Add the onions and carrots to the pan and cook gently for about 2 minutes.
Return the meat to the pan, and add Worcestershire sauce, tomato puree, Guinness, hot beef stock and sugar. Grind in plenty of black pepper and salt, stir well and bring to a boil.
Cover, reduce to a gentle simmer, and cook slowly for about 2-2 ½ hours until the meat is tender and the sauce has thickened and is glossy. (At this point, I added about 2 tablespoons cornstarch to thicken the gravy. Use as much or as little to make the gravy suit your individual tastes.)
Remove from the heat and leave to cool completely.
Once cooled, place in crust-lined pie plate, either a 9-inch pie plate or 4 individual 5-inch pie plates. Cover with top crust, seal edges and cook in 350 degree pre-heated oven for about 30-35 minutes, until it is golden brown and the filling is warmed through.
I froze my little pies and then baked in a hot oven (425 degrees) for about 30 minutes, then turned the oven back to 350 and baked for another 30 minutes or so.

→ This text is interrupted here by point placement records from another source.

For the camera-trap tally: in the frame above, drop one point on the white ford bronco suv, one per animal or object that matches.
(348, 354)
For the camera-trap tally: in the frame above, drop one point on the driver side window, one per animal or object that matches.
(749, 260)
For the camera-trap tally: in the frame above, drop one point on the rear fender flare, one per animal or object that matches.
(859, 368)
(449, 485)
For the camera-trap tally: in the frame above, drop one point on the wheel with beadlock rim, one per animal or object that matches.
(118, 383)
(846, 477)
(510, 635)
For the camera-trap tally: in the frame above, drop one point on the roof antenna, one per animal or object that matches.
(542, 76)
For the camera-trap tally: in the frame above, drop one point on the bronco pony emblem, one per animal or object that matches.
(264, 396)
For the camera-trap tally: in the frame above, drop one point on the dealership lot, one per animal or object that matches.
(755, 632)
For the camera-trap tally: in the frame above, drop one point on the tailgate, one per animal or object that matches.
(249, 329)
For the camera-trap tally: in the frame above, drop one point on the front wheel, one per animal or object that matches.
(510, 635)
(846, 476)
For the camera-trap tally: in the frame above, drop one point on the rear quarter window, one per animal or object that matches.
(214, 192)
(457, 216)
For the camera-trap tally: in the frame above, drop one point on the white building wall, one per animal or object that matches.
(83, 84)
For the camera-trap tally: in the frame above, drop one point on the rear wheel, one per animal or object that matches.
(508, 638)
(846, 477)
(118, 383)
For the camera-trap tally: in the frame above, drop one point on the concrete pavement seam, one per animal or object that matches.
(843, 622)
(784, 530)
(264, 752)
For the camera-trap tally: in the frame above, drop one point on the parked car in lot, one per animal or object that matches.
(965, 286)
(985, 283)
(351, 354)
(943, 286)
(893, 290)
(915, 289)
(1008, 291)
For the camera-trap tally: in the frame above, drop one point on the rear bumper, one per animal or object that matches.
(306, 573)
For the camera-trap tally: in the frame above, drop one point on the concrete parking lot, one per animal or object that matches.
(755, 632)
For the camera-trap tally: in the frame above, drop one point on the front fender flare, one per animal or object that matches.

Rosemary Whole Wheat Crust
2 cups all-purpose flour
1½ cups whole wheat flour (I use the non-bleached kind because it’s prettier, but if you want a white crust, bleached whole-wheat flour will work too)
3 teaspoons salt
2 teaspoons rosemary
1 cup, plus 2 tablespoons cold unsalted butter, cut into small pieces
6 tablespoons cold vegetable shortening
6 tablespoons cold vodka
¼ cup (12 tablespoons) cold water, plus more if you need it
In a large bowl, mix the flour, salt and pepper until thoroughly combined. Add butter and shortening and cut together using a pastry cutter. It should form small pea-size crumbs coated in flour.
Add the vodka a tablespoon at a time. Using a rubber spatula, press the dough together. Add the water a tablespoon at a time; using the rubber spatula press the dough together to form a large ball. The dough should be fairly sticky. If it does not come together in a ball, add a little extra, a tablespoon at a time, until you can easily form a ball and all (or most) of the flour comes together. Try not to handle the dough too much to keep it from being tough.
Allow to rest in the refrigerator for 30 minutes or longer.